Mort: Gore Vidal

I wasn’t going to mention the passing of Gore Vidal the other day, since it seemed a little offtrail for this blog — hey, the guy was no H. P. Lovecraft.

Yeah, yeah, I’ve been aware of him most of my life, with the earliest encounters seen on TV when I was a kid, Vidal swapping repartee with William F. Buckley, Buckley’s tongue licking in and out like a lizard. So, he’s been there my whole life, but not to the point that a mention on Up and Down These Mean Streets was mandatory.

And then I remembered. . . .

Oh, yeah.

Vidal wrote one of my all-time favorite opening paragraphs for a mystery. . . .

He wrote three crime novels under the name Edgar Box, and I picked one up cheap once, an old paperback. Death Likes It Hot, first published in 1955. Loved the first paragraph, but stopped reading after another thirty or sixty pages when nothing was happening.
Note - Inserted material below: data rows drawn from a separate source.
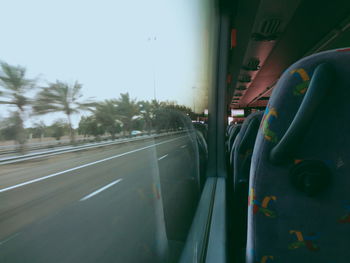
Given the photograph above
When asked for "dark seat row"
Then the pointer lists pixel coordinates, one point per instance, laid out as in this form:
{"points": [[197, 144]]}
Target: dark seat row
{"points": [[299, 198]]}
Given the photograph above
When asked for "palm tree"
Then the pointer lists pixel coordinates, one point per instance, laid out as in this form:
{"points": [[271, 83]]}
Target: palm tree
{"points": [[14, 85], [147, 112], [127, 110], [62, 97], [107, 115]]}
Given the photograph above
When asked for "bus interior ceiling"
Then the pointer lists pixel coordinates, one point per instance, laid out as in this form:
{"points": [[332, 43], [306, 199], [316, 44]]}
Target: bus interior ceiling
{"points": [[268, 36]]}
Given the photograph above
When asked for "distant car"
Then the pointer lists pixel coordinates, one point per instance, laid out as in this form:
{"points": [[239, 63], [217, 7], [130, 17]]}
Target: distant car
{"points": [[135, 133]]}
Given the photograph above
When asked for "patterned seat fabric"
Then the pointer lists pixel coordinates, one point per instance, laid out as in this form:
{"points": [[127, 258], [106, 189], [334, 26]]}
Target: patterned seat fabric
{"points": [[241, 155], [286, 221]]}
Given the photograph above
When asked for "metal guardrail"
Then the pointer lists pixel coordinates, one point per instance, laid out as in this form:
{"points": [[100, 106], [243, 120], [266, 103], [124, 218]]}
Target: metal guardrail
{"points": [[30, 156]]}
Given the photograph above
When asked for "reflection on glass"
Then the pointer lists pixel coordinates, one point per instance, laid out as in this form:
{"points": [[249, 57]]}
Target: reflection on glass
{"points": [[102, 128]]}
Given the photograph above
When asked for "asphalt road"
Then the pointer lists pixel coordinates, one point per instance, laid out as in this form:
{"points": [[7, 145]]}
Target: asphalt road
{"points": [[132, 202]]}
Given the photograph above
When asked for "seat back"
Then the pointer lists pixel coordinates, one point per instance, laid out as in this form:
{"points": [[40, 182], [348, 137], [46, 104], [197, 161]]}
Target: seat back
{"points": [[241, 155], [299, 198], [233, 134]]}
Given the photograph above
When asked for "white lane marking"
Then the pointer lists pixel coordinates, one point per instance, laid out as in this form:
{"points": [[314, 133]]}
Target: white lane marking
{"points": [[100, 190], [83, 166], [8, 239], [162, 157]]}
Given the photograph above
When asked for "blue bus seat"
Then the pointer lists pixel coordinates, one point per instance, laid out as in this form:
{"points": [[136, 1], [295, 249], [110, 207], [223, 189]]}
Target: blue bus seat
{"points": [[299, 198]]}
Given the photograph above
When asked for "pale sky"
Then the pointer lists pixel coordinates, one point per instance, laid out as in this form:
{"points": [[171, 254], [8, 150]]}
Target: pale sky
{"points": [[112, 46]]}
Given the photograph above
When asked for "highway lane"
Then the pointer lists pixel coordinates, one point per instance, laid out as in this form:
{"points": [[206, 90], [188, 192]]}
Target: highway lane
{"points": [[148, 197]]}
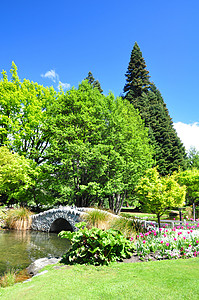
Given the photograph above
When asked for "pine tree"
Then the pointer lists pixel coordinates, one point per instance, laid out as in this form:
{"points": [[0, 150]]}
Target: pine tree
{"points": [[169, 150], [137, 77], [93, 82]]}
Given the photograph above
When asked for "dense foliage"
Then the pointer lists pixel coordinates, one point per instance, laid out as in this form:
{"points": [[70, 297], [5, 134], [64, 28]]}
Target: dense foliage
{"points": [[95, 246], [85, 146], [169, 152], [16, 176], [96, 155], [158, 194]]}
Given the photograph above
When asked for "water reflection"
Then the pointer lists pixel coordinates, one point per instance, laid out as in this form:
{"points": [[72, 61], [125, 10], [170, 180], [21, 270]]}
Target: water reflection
{"points": [[19, 248]]}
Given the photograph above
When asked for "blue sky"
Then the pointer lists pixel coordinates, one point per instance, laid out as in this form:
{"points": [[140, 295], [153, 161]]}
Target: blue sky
{"points": [[53, 41]]}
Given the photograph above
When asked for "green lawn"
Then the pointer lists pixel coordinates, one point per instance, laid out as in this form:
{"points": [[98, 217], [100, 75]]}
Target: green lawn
{"points": [[174, 279]]}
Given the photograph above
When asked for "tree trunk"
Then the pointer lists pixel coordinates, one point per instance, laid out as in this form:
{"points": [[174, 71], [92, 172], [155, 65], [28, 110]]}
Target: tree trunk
{"points": [[158, 220]]}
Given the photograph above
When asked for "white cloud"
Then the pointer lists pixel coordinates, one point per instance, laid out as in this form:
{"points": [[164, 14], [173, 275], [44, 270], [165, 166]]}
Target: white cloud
{"points": [[51, 75], [55, 78], [64, 86], [188, 133]]}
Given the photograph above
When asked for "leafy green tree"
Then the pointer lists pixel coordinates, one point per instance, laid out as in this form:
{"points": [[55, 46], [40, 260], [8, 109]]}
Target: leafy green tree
{"points": [[93, 82], [189, 178], [16, 176], [169, 152], [24, 110], [23, 115], [193, 158], [99, 148], [157, 194]]}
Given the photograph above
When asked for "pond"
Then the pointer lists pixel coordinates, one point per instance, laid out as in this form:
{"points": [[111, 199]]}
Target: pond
{"points": [[18, 249]]}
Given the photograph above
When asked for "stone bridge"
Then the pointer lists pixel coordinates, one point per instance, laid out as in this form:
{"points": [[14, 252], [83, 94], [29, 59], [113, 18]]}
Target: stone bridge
{"points": [[58, 219]]}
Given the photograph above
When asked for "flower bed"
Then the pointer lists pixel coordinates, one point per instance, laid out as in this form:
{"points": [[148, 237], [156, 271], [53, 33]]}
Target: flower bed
{"points": [[165, 243]]}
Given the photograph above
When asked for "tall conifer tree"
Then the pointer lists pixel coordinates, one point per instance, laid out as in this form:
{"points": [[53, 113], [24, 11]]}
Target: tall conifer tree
{"points": [[93, 82], [169, 150]]}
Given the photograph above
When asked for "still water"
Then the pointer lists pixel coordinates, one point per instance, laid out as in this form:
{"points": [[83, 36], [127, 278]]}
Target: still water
{"points": [[18, 249]]}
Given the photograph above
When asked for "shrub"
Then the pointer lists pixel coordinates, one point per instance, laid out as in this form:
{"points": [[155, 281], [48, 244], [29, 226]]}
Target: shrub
{"points": [[96, 246], [97, 218]]}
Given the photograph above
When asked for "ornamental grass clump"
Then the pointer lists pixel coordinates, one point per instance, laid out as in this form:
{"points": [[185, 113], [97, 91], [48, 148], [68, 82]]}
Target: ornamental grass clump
{"points": [[8, 279], [18, 218], [96, 246]]}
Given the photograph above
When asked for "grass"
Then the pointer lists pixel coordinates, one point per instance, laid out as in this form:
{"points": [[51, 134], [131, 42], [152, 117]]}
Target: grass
{"points": [[174, 279], [150, 217]]}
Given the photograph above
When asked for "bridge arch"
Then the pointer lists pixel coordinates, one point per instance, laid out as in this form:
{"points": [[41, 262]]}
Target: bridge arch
{"points": [[59, 225], [57, 219]]}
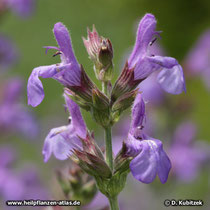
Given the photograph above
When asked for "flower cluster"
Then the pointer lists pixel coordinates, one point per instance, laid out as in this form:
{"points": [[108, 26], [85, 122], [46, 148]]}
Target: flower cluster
{"points": [[141, 154]]}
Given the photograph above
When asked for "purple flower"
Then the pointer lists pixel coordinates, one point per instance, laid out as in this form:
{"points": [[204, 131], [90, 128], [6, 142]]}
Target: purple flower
{"points": [[60, 141], [197, 61], [149, 158], [68, 72], [151, 90], [14, 116], [187, 157], [23, 8], [171, 77], [8, 53]]}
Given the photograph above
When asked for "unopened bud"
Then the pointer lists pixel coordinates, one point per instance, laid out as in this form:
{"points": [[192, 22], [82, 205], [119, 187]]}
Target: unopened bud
{"points": [[101, 53], [123, 103], [124, 84], [100, 109]]}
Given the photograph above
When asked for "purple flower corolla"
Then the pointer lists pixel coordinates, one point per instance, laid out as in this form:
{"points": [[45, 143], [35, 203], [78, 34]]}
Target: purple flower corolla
{"points": [[187, 157], [198, 60], [60, 141], [68, 72], [151, 90], [14, 116], [171, 78], [149, 158], [23, 8], [8, 53]]}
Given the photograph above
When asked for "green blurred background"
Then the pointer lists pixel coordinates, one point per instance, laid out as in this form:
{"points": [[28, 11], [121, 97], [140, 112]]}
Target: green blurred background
{"points": [[182, 21]]}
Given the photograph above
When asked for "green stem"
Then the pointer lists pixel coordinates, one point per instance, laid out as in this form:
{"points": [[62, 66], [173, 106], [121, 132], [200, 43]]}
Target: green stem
{"points": [[105, 87], [108, 140], [113, 203]]}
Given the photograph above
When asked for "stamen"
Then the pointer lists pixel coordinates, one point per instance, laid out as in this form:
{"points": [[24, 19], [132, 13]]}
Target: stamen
{"points": [[152, 42], [57, 53]]}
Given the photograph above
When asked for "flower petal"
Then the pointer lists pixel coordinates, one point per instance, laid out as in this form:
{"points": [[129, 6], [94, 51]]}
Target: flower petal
{"points": [[164, 165], [55, 143], [35, 88], [172, 80], [144, 165], [138, 113], [152, 160], [145, 32]]}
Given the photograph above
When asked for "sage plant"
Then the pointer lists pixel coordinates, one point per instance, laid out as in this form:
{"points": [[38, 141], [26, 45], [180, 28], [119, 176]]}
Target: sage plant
{"points": [[141, 154]]}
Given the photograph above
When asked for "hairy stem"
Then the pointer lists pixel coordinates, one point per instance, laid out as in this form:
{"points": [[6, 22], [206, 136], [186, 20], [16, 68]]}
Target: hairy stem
{"points": [[108, 140], [113, 203]]}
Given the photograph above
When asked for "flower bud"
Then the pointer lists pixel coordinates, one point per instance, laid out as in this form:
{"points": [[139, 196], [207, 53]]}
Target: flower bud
{"points": [[91, 159], [100, 109], [123, 103], [124, 84], [101, 53]]}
Still, that first paragraph. Here it is, in memoriam Gore Vidal:

The death of Peaches Sandoe the midget at the hands, or rather the feet, of a maddened elephant in the sideshow of the circus at Madison Square Garden was at first thought to be an accident, the sort of tragedy you’re bound to run into from time to time if you run a circus with both elephants and midgets in it. A few days later, though, there was talk of foul play.